China’s economy is going slower than most expected. But not me. I am seeing among things a new mini infrastructure stimulus in the works, and this will take at least a quarter to kick in. This one will be much more more targeted than the first. But, whether or not the proposed projects and those in the pipeline actually move–and stoke GDP–depends in large part on the ability of local governments to secure debt for them.
It’s possible that as China has rolled over much of the local debt acquired in the first stimulus, new space for local borrowing has opened up. Especially when the Central Government wants new investment to boost GDP. And, in any case, in this casino, the players and the house are for the most part one and the same. That said, even the house here may have ‘a limit.
Putting local debt in perspective is ‘Local Government Financing Growing Increasingly Precarious’ by Eve Cary of Brookings and focuses on local government financing vehicles (LGFVs). After a thorough review of LGFVs and their abuses, Ms. Cary gets to the core problems and dangers:
Additionally, surveys by the central bank and the CBRC found that bank loans by the end of 2009 accounted for 240 percent of local government revenue. Of local government debt, debt from LGFVs was 4.97 trillion yuan ($787 billion), or 46.4 percent of the total. The danger with this is that LGFVs have a number of systemic problems. According to a November 2011 report by the National Audit Office of China, these problems include the following:
· Funds were invested “in projects that are energy-intensive, highly polluting and with excessive production capacities or with low productivity, or in overlapping projects;”
· The funds were “devoid of standardized management” and “their profit-yielding capabilities [were] weak;”
· 1,033 of the companies were guilty of “false-financing, the registered capital [not being paid in], [and] illegal provision of funds and withdrawing them by local governments and departments, involving a sum of 244.15 billion yuan [$38.7 billion]” [3].
Additionally, the audit found 73.2 billion yuan ($11.6 billion) of loans with improper collateral, 131.98 billion yuan ($20.9 billion) of funds not used in a “timely manner” and 46.5 billion yuan ($7.4 billion) of illegal funding guarantees (Wall Street Journal, January 4).
There are inherent characteristics of LGFVs that have made them dangerous to China’s economic system, including their credit worthiness. Banking analyst Michael Werner notes there is a mismatch between the duration of the liabilities and the return on investment, since the funds are being used for long-term infrastructure projects: “If you’re building a railroad or a highway, it takes several years and you’re not going to get direct revenues” (Bloomberg, December 18, 2011). Additionally, the asset backbone of many LGFVs is land. The Audit Office found that at the end of 2010, “the debt balances whose sources of repayment were revenues from land sales ran to 2.547351 trillion yuan ($403 billion), covering 12 provincial, 307 municipal and 1,131 county governments” [4].
Because of these and other problems, such as the impact on banks, Ms. Cary predicts:
The needs of local governments mean that the future will depend on the development of alternate sources of income for local governments. There have been concrete steps toward this goal.

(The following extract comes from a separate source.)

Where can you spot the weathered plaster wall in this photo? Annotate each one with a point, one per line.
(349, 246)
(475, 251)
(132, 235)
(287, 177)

First, in October 2011, the Ministry of Finance launched a trial bond program, which allowed the cities of Shanghai and Shenzhen as well as the provinces of Zhejiang and Guangdong to issue municipal bonds.
Second, a trial property tax was launched in Shanghai and Chongqing in January 2011 (“China’s New Property Tax: Toward a Stable Financial Future for Local Government?” China Brief, March 2).
Though these programs face tremendous implementation hurdles, there has been talk of expanding them to additional cities and provinces, suggesting Beijing believes they have promise. These programs will help fill the revenue needs of local governments, hopefully transitioning them to more sustainable forms of income that would make them less reliant on risky financing schemes like LGFVs. [paragraphs added]
Should these proposals be successfully rolled out, the second will add local tax revenue–good; the first, bonds, will in the end, add sustainable debt upon unsustainable debt–fair. For local governments to be actually ‘sustainable’ more is needed: an overhaul of Central-local political structure (something that has been argued about for more than a 1000 years) and newcriteria for promoting local officials (less emphasis on GDP growth at all costs, including unsustainable debt), to name two. And these two and others like them are far tougher to implement than municipal bonds or new taxes.